Appena gli americani entrarono a Roma (nel giugno 1944) la prima cosa che fecero fu di precipitarsi dal quarantaseienne Edoardo Amaldi, il grande fisico che aveva collaborato con Fermi a via Panisperna e che era amico personale di Heisenberg, a chiedergli se il tedesco gli avesse rivelato qualcosa sul loro essere vicini alla bomba atomica. No, era dal 1942 che Amaldi non aveva più notizie di Heisenberg. Così pure, man mano che gli alleati rioccuparono Belgio e Olanda riuscirono a recuperare le gran quantità di uranio che i nazi non avevano usato, un buonissimo segno.
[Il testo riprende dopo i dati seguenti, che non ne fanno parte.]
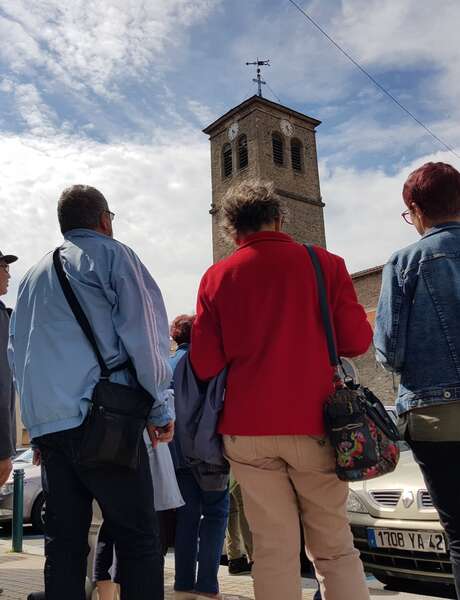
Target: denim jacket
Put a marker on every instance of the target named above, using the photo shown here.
(417, 331)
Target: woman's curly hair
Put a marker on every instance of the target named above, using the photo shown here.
(248, 206)
(181, 329)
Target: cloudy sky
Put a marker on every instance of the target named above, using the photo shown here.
(115, 93)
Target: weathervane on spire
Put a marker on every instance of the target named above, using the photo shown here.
(259, 63)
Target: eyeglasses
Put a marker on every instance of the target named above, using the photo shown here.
(407, 217)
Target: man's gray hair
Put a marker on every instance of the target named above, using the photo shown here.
(250, 205)
(80, 206)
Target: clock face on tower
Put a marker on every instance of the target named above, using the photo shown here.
(233, 131)
(286, 127)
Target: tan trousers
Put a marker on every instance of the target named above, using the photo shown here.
(239, 538)
(281, 476)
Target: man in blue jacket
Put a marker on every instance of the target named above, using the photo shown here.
(418, 336)
(56, 371)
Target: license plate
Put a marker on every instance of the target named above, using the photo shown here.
(419, 541)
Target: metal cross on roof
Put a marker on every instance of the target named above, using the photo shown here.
(259, 63)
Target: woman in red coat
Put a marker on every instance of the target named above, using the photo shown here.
(258, 315)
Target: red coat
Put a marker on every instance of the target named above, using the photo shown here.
(258, 314)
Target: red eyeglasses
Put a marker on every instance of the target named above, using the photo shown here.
(407, 217)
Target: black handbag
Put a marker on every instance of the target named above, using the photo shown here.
(117, 416)
(362, 433)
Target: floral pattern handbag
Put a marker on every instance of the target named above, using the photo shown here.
(362, 433)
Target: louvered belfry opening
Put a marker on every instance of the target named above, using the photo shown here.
(277, 144)
(227, 160)
(243, 152)
(296, 155)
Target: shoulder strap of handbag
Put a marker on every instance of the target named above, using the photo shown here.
(324, 307)
(81, 317)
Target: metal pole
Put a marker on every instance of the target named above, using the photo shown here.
(18, 509)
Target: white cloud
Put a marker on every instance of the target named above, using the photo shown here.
(203, 113)
(95, 45)
(363, 211)
(160, 194)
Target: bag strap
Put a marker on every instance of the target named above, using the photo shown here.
(324, 307)
(81, 317)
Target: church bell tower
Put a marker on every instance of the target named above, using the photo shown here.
(260, 138)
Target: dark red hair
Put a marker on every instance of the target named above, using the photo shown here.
(435, 189)
(181, 329)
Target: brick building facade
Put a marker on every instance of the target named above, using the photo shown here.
(263, 139)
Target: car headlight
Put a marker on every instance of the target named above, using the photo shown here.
(354, 504)
(6, 489)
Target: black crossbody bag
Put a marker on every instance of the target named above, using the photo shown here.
(362, 433)
(117, 417)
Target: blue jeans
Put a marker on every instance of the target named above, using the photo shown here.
(126, 501)
(199, 540)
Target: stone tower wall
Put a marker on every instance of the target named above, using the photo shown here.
(300, 190)
(372, 374)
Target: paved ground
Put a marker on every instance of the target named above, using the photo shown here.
(22, 573)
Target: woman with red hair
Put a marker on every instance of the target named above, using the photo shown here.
(418, 336)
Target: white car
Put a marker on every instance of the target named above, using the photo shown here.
(397, 529)
(33, 493)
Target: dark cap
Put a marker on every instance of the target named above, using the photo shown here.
(8, 258)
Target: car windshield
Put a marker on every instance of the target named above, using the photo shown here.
(26, 456)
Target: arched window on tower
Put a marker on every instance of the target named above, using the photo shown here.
(296, 154)
(278, 150)
(227, 161)
(243, 152)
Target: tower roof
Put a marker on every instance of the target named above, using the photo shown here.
(262, 102)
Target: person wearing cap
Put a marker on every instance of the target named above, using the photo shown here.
(7, 394)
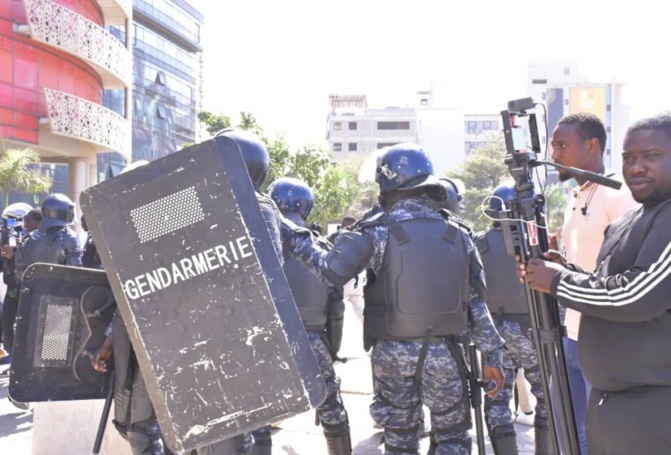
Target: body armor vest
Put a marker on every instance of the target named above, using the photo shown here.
(505, 293)
(47, 247)
(310, 295)
(423, 282)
Progettarono anche di rapire se non addirittura uccidere Heisenberg quando andò a fare una conferenza nella neutrale Zurigo, ma poi non se ne fece niente. Nel marzo 1945 Heisenberg era riuscito a ultimare la costruzione del suo formidabile reattore nucleare nella “cantina atomica” dove lavorava da mesi. Troppo tardi. I carri armati americani e quelli russi erano alle porte di Berlino. Il 2 maggio gli americani catturarono Heisenberg. Per fortuna sua e del suo cognome non c’era arrivato a donare ai nazi il fungo atomico.